On June 25, 2005, at 3 a.m., Radio One swapped the formats of WDMK and its mainstream urban-formatted sister station WDTJ 105.9 Jamz. The WDMK calls and "old school" format were moved to 105.9, with the "old school" format evolving into a very gold-based Urban AC. Also making the switch was John Mason, who was switched to afternoon drive at the new 105.9 Kiss-FM as the popular syndicated Tom Joyner morning show also moved to 105.9 from WMXD. 102.7 took on the mainstream urban format and new calls WHTD and moniker Hot 102-7.

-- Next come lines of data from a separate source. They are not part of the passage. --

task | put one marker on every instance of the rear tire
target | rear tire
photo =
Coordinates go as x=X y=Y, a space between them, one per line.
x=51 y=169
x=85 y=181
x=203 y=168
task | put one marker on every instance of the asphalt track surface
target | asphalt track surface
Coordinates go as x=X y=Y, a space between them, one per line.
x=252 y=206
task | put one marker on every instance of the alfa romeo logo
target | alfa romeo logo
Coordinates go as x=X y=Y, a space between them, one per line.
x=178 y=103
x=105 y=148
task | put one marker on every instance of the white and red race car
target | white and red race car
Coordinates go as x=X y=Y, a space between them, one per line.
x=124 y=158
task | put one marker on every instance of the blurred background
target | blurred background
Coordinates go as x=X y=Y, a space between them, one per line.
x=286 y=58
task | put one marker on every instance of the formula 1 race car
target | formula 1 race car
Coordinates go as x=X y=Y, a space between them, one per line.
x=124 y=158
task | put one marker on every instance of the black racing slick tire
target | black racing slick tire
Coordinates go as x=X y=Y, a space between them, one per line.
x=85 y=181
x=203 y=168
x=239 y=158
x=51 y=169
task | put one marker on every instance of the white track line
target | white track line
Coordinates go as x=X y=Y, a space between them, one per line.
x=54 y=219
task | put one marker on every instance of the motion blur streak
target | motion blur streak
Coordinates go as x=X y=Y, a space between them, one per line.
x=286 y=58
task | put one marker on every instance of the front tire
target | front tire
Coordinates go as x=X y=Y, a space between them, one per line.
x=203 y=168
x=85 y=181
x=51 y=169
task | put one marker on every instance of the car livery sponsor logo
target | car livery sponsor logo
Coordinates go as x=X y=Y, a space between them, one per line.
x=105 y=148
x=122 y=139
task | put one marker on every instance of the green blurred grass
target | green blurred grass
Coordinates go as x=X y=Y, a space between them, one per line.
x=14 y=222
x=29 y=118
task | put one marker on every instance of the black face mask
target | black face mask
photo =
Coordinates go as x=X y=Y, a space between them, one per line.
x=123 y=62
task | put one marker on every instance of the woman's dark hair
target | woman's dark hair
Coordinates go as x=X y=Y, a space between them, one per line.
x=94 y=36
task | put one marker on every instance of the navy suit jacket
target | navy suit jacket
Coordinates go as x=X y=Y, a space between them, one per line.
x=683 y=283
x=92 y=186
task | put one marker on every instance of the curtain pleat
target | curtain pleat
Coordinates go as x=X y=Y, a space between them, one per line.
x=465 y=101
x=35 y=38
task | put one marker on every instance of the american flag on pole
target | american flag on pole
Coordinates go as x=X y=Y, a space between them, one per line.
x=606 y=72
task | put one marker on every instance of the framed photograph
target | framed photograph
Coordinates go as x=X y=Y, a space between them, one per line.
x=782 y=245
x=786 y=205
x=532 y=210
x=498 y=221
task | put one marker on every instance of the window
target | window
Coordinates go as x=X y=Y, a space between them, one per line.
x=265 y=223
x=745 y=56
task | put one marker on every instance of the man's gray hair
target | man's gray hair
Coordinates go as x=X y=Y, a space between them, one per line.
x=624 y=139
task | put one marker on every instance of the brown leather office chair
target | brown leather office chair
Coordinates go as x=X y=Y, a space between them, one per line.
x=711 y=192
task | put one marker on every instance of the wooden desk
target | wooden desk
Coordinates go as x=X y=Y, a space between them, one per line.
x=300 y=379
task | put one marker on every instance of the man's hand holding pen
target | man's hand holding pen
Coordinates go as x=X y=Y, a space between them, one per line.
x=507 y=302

On April 19, 2007, HOT 102-7 re-branded itself as HOT1027Detroit.com (now HotHipHopDetroit.com) while re-launching its website to focus merging newer interactive technologies with traditional radio. They, along with KBXX, were Radio One's first stations to re-brand themselves with a new corporate initiative. The station was among the first in Detroit to use text messaging for radio contests (text-to-win instead of call-in-to-win). They also added podcasting features, instant messaging to the on-air personality, live chats and other features to the website. Ratings remained roughly the same, but website traffic grew close to those of its competitors.

For a brief period in 2007, the station carried the syndicated afternoon show The Wendy Williams Experience, and Wendy hosted her first Dons & Divas Party outside of New York City in Detroit that same year.

In April 2009, WHTD dropped the "Detroit.com" portion of their moniker, and reverted to just "Hot 102-7."

===Praise 102.7===

Praise logo, 2011-18

On October 21, 2011, Radio One announced that they will begin operating WGPR, a station owned by a local Freemasons group, effective immediately, under a local marketing agreement. On October 24, 2011, at Midnight, Radio One discarded the Urban AC format on WGPR. Two days later, Radio One moved the Urban Contemporary and "Hot" branding from WHTD to WGPR. WHTD became Urban gospel as Praise 102.7 on October 31, 2011 at midnight.

The call letters on 102.7 changed from WHTD to WPZR at the same time as the format switch. The WHTD calls are now located at an AM station in Toccoa, Georgia.

===K-Love===
On May 1, 2018, Urban One announced that they had sold WPZR to the Educational Media Foundation for $12.7 million and three translators. EMF then announced its intentions to flip the station to its K-Love network upon the sale's closure. At that time, Urban One planned on pairing the three translators (which had not yet been specified in the announcement) acquired with their existing translator at 99.9 FM, W260CB, to create "The Detroit Praise Network", and continue the gospel programming via WDMK-HD2. W260CB had recently dropped its urban oldies format to simulcast WPZR.

On August 9, 2018, upon the sale's closure, WPZR began broadcasting EMF's K-Love contemporary Christian format under the new call letters of WDKL.

==Summer Jamz==
Since 1997, the "Beat" and later "Hot" hip-hop franchise (first WCHB-FM, then WHTD, and now WGPR) has hosted Detroit's signature annual hip hop/R&B summer concert called Summer Jamz. At its peak as a free event during the first eight years, Summer Jamz attracted crowds of 20-30,000 people while located at Detroit's Hart Plaza. As a ticketed event in 2006, the event attracted over 15,000 at the Michigan State Fair. The 10th anniversary show in 2007, the station hosted Summer Jamz in Pontiac's, much smaller amphitheatre and played to a seated capacity crowd of nearly 4,000. The event, now in the hands of WGPR, is expected to return to Michigan State Fair's larger capacity venue for future shows.